Refactoring of Buffers (last step towards unifying COW and Spilling) #13801

madsbk · 2023-08-02T12:43:27Z

This PR de-couples buffer slices/views from owning buffers. As it is now, all buffer classes (ExposureTrackedBuffer, BufferSlice, SpillableBuffer, SpillableBufferSlice) inherent from Buffer, however they are not Liskov substitutable as pointed by @wence- and @vyasr (here and here).

To fix this, we now have a Buffer and a BufferOwner class. We still use the Buffer throughout cuDF but it now points to an BufferOwner.

We have the following class hierarchy:

ExposureTrackedBufferOwner -> BufferOwner 
SpillableBufferOwner -> BufferOwner 
ExposureTrackedBuffer -> Buffer 
SpillableBuffer -> Buffer

With the following relationship:

Buffer -> BufferOwner 
ExposureTrackedBuffer -> ExposureTrackedBufferOwner 
SpillableBuffer -> SpillableBufferOwner

Unify COW and Spilling

In a follow-up PR, the spilling buffer classes will inherent from the exposure tracked buffer classes so we get the following hierarchy:

SpillableBufferOwner -> ExposureTrackedBufferOwner -> BufferOwner 
SpillableBuffer -> ExposureTrackedBuffer -> Buffer

copy-pr-bot · 2023-11-02T15:33:52Z

This pull request requires additional validation before any workflows can run on NVIDIA's runners.

Pull request vetters can view their responsibilities here.

Contributors can view more details about this message here.

madsbk · 2023-11-03T10:20:58Z

/ok to test

wence-

Mostly requesting changes for discussion points

docs/cudf/source/developer_guide/library_design.md

python/cudf/cudf/core/buffer/buffer.py

python/cudf/cudf/core/buffer/exposure_tracked_buffer.py

python/cudf/cudf/core/buffer/utils.py

Co-authored-by: Lawrence Mitchell <wence@gmx.li>

madsbk · 2023-11-23T15:22:04Z

/ok to test

Co-authored-by: Lawrence Mitchell <wence@gmx.li>

vyasr

First pass was pretty high-level to reacquaint myself with the concepts here.
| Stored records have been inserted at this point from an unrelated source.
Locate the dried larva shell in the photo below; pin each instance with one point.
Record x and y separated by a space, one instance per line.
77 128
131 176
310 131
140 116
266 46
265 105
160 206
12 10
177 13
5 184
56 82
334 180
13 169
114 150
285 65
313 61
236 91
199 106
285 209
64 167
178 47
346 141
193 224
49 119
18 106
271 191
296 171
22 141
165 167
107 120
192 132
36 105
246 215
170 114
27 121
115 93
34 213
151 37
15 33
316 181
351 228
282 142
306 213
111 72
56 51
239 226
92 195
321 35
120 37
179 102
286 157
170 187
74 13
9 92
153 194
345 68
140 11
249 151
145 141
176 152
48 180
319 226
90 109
My main open question is around the separation between ExposureTrackedBufferOwner and BufferOwner and whether they should maybe be unified if we have to maintain the exposure properties at the BufferOwner level for the two to satisfy the LSP. Maybe we only want to distinguish at the Buffer, not BufferOwner, level (I think the SpillableBufferOwner should stay separate though).
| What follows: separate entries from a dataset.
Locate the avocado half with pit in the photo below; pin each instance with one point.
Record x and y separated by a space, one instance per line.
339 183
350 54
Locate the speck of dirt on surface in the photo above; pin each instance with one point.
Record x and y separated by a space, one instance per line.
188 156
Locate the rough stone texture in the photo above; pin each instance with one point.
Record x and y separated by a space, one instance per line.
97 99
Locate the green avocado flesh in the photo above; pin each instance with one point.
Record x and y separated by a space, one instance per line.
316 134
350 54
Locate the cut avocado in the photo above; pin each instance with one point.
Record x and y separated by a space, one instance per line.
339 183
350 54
python/cudf/cudf/core/buffer/buffer.py

python/cudf/cudf/core/abc.py

python/cudf/cudf/core/buffer/buffer.py

python/cudf/cudf/core/buffer/exposure_tracked_buffer.py

madsbk · 2023-11-30T07:48:09Z

First pass was pretty high-level to reacquaint myself with the concepts here. My main open question is around the separation between ExposureTrackedBufferOwner and BufferOwner and whether they should maybe be unified if we have to maintain the exposure properties at the BufferOwner level for the two to satisfy the LSP. Maybe we only want to distinguish at the Buffer, not BufferOwner, level (I think the SpillableBufferOwner should stay separate though).

Agree, I think merging ExposureTrackedBufferOwner and BufferOwner is a good idea.
@wence-, I think you had a similar idea?

python/cudf/cudf/core/buffer/buffer.py

…wner

madsbk · 2023-12-14T10:08:42Z

/ok to test

vyasr

This is very close! Thanks for all the iterations.

python/cudf/cudf/core/buffer/buffer.py

vyasr · 2024-01-11T21:58:28Z

python/cudf/cudf/core/buffer/exposure_tracked_buffer.py

-            base=self._base, offset=offset + self._offset, size=size
-        )
+    @property
+    def exposed(self) -> bool:


It's a little odd that all BufferOwner objects know their exposed status, but only a subclass of Buffer does. However, I think I'm OK with that for now. In the next PR when more of these types get unified further we can see exactly what separation of concerns makes the most sense between the final set of classes.

vyasr · 2024-01-11T22:02:17Z

python/cudf/cudf/core/buffer/spillable_buffer.py

+        The sound solution is to modify Dask et al. so that they access the
+        frames through `.get_ptr()` and holds on to the `spill_lock` until
+        the frame has been transferred. However, until this adaptation we
+        use a hack where the frame is a `Buffer` with a `spill_lock` as the
+        owner, which makes `self` unspillable while the frame is alive but
+        doesn't expose `self` when `__cuda_array_interface__` is accessed.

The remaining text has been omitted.